An alternate strategy keeps the master data minimal in the core record, linking to detailed data in specialized systems. This modular approach, where the golden record contains only essential information like name, address, and phone number, allows for more flexible data management. In this model, data validation and updates can be partly delegated to customers themselves having access to edit their information in user-facing systems linked to the master record.
This kind of composable, modular architecture is ideal for companies managing large amount of customer identities, complex customer data definitions and having a need for scalability and near real-time data processing.
Building Composable Customer Data Architecture
In a composable architecture, the management of customer data is divided among specialized cloud solutions built on a shared data foundation. Underlying shared foundation ensures integrated and consistent data access, keeping the customer records consistent by blocking, for example, concurrent updates. At the same time data replication capabilities enable different systems to react to customer data changes instantly. With this architecture customer data is flowing between the systems in near real-time while it is kept uniform, coherent and accurate.
The following diagram provides a high-level view of cloud solutions offered by SAP for a modern and composable customer data architecture:
Above, the customer data foundation orchestrates the core customer master record for front-end systems.

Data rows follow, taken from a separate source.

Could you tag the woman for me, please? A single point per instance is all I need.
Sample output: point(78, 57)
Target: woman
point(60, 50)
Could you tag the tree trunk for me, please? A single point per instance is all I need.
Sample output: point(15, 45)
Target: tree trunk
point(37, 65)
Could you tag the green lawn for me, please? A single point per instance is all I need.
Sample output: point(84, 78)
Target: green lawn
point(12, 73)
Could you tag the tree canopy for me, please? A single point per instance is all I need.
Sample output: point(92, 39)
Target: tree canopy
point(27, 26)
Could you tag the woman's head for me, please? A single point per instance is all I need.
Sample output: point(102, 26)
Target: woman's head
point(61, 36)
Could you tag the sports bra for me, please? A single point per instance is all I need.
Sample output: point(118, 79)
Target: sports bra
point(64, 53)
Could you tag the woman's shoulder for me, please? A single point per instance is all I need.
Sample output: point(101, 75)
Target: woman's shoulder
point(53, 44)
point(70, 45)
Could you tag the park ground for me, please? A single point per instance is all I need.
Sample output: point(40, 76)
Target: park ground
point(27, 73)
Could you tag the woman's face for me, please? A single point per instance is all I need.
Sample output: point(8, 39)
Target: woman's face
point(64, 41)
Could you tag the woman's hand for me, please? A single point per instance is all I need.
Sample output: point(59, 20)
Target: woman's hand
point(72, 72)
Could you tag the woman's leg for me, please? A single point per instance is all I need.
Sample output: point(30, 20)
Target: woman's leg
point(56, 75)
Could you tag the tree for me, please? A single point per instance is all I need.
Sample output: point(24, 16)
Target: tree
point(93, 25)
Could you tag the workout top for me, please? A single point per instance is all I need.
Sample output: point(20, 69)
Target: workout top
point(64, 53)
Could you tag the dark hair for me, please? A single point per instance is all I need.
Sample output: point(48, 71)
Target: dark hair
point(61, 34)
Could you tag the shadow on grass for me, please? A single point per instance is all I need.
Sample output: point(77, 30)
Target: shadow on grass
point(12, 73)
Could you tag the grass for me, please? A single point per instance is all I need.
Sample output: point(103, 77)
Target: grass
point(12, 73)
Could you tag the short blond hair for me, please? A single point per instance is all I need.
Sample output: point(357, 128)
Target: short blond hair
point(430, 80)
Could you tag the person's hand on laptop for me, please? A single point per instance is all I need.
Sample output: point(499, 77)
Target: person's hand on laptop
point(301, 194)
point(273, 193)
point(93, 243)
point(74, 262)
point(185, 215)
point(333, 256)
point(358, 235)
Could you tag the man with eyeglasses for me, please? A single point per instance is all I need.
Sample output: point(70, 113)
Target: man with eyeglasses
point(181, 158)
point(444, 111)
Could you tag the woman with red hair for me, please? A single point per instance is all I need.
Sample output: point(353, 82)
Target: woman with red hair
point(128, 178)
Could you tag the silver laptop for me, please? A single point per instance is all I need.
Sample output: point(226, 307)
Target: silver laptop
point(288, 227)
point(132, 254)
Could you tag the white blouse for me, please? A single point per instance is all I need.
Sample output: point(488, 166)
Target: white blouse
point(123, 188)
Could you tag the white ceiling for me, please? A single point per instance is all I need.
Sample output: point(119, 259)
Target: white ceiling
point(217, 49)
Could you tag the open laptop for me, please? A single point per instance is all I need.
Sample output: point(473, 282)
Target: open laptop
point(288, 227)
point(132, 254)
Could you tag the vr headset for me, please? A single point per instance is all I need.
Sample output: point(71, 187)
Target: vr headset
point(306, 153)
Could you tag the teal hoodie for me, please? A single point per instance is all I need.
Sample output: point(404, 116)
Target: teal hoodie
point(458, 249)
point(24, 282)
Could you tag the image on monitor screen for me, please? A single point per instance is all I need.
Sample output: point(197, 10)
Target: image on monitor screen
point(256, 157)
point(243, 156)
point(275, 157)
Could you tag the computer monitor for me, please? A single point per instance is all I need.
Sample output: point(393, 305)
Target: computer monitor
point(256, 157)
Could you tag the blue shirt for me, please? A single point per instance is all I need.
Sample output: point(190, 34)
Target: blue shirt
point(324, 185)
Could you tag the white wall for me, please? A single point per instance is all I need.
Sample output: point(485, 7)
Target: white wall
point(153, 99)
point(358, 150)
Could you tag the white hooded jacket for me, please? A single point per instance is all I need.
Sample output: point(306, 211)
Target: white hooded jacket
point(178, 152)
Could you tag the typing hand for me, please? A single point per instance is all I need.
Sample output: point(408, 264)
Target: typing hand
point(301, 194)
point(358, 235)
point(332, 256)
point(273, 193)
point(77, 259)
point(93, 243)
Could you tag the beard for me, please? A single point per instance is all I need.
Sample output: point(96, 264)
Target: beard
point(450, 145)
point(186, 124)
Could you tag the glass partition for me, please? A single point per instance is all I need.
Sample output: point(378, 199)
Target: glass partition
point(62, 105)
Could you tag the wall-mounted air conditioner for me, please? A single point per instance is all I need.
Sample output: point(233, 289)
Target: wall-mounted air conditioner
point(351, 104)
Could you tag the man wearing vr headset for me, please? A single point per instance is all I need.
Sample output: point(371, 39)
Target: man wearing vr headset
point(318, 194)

Updates are propagated in near real-time, so all systems have the same up-to-date customer information, facilitating an excellent customer experience.

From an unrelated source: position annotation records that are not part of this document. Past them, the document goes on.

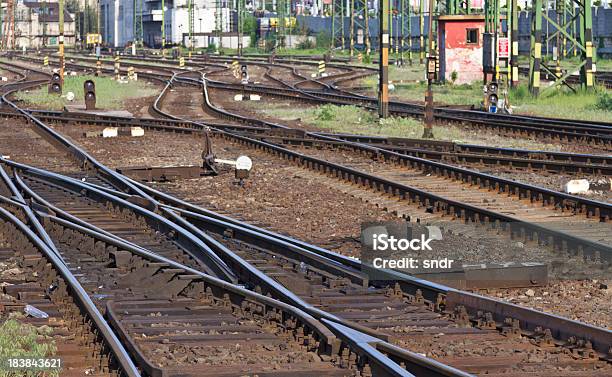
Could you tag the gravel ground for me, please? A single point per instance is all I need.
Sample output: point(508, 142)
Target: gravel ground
point(588, 300)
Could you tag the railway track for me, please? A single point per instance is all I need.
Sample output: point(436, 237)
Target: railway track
point(127, 225)
point(550, 129)
point(81, 338)
point(501, 201)
point(425, 300)
point(451, 152)
point(270, 265)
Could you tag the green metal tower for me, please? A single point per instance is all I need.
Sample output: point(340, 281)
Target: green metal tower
point(282, 19)
point(359, 21)
point(582, 43)
point(241, 14)
point(218, 22)
point(337, 30)
point(137, 19)
point(191, 23)
point(405, 30)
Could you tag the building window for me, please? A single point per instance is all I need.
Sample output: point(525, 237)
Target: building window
point(471, 36)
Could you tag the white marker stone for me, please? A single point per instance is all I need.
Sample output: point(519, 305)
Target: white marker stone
point(110, 132)
point(137, 131)
point(576, 186)
point(244, 163)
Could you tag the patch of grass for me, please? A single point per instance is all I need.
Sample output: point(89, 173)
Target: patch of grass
point(355, 120)
point(109, 93)
point(22, 340)
point(604, 102)
point(563, 103)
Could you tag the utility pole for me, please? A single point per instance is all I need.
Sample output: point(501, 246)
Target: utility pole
point(431, 75)
point(61, 41)
point(45, 15)
point(422, 31)
point(383, 64)
point(163, 29)
point(191, 22)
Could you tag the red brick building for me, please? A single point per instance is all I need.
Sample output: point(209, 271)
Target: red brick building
point(460, 43)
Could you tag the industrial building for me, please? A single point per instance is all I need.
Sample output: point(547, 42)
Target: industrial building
point(34, 24)
point(119, 26)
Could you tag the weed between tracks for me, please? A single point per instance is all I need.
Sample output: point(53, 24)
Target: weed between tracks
point(355, 120)
point(109, 93)
point(22, 340)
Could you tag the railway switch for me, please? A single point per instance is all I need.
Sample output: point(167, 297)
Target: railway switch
point(89, 90)
point(243, 168)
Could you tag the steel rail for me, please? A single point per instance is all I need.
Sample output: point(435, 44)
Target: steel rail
point(333, 340)
point(82, 299)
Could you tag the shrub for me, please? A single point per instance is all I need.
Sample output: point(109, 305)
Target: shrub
point(323, 39)
point(604, 102)
point(306, 44)
point(519, 93)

Cloud solutions depicted include:
- SAP Customer Data Cloud for managing customer identities and consents.
- SAP Customer Data Platform to consolidate customer interactions into a unified 360-degree profile.
- SAP Emarsys for mass outreach via emails and other messages, augmented by generative AI.

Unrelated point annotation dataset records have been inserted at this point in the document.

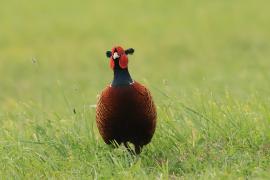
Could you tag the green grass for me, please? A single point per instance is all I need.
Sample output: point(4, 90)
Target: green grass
point(205, 62)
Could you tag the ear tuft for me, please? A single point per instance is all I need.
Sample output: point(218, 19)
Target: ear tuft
point(108, 54)
point(129, 51)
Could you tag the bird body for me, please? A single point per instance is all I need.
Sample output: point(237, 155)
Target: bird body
point(125, 110)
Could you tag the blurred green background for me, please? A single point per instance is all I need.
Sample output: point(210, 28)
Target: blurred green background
point(52, 61)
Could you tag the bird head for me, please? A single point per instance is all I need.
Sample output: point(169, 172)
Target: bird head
point(118, 57)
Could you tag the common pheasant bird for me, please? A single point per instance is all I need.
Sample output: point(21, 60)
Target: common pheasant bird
point(125, 110)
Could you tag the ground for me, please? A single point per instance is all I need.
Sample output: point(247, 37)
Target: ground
point(205, 62)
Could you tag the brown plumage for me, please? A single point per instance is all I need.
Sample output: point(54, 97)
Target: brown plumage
point(125, 110)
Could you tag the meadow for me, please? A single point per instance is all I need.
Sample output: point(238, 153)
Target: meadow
point(206, 63)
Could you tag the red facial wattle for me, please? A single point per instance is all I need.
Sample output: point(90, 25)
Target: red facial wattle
point(123, 59)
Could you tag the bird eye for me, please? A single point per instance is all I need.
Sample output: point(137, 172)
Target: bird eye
point(108, 54)
point(129, 51)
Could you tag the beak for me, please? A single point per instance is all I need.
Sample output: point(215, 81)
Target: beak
point(115, 55)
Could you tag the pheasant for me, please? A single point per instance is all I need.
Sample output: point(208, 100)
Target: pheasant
point(125, 110)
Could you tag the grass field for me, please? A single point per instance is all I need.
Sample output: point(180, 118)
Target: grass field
point(206, 63)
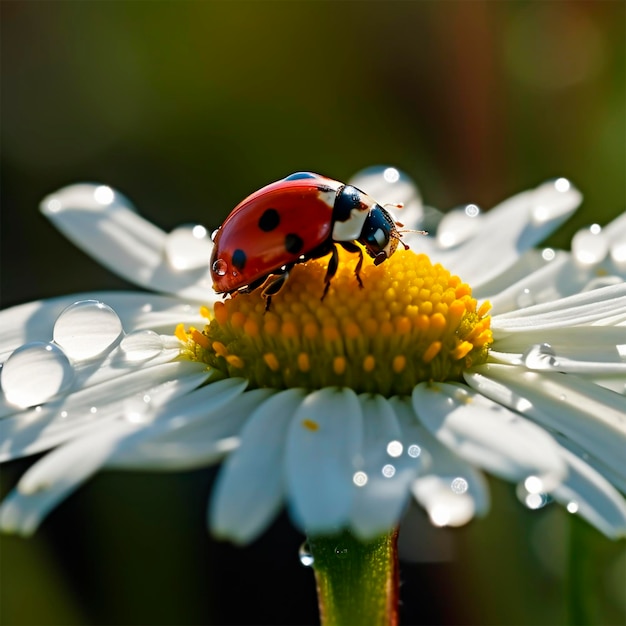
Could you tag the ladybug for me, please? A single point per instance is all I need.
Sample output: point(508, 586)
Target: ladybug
point(303, 216)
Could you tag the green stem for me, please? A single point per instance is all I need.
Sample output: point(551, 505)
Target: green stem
point(357, 582)
point(580, 580)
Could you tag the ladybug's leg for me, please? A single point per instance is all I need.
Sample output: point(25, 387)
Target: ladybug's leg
point(352, 247)
point(333, 264)
point(274, 284)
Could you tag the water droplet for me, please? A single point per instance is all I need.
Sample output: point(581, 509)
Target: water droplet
point(103, 194)
point(540, 357)
point(554, 199)
point(86, 329)
point(590, 246)
point(459, 485)
point(220, 267)
point(530, 493)
point(360, 479)
point(389, 185)
point(394, 448)
point(136, 409)
point(85, 196)
point(458, 226)
point(35, 373)
point(414, 451)
point(305, 555)
point(141, 345)
point(388, 470)
point(341, 552)
point(525, 298)
point(188, 247)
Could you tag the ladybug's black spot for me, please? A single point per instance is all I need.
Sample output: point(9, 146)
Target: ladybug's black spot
point(300, 175)
point(348, 198)
point(293, 243)
point(269, 220)
point(239, 259)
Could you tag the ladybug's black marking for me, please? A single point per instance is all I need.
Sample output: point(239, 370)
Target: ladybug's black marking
point(239, 259)
point(269, 220)
point(348, 198)
point(300, 176)
point(293, 243)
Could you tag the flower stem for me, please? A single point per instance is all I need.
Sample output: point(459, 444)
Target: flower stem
point(580, 580)
point(357, 581)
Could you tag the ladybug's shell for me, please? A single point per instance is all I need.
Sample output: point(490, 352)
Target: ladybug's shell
point(273, 227)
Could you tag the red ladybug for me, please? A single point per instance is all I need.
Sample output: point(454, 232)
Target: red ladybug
point(304, 216)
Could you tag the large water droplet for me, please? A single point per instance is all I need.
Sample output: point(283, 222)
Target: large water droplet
point(188, 247)
point(389, 185)
point(590, 246)
point(458, 226)
point(86, 329)
point(540, 357)
point(141, 345)
point(84, 196)
point(555, 198)
point(305, 555)
point(35, 373)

- SAP Service Cloud to enhance customer service with comprehensive profiles.
- A generic Customer Data Foundation layer to ensure data integrity across digital and non-digital channels. SAP offers SAP Master Data Integration service to provide consistent view on master data across a hybrid landscape.
How to start building customer data strategy?
To get started with building a customer data strategy, few questions should be asked about the current state of the customer data:
- What customer information is essential for our business processes and goals?
- What additional data sets about the customer are already available? What is the structure of these data sets?
- Which platforms already collect or will collect customer data in future?
- How will we comply with legal regulations on data collection? How will we secure the stored data?
- How scalable is our data architecture? Can it store growing amount of information about the customers?
- Can we activate and utilize customer data for marketing, AI models, or service improvement?
Finally, determining the measurement of success through key performance indicators is needed. For instance, enabling access to customer data for marketing automation purposes is expected to boost sales, as more sophisticated and personalized data-driven marketing strategies are activated to improve conversion. Therefore, it is crucial to ask if there is a capability in place to evaluate the success of these initiatives.
In conclusion, raising these questions might help to plan for a data strategy that aligns with business goals and helps to enhance the customer experience through more relevant and personalized interactions.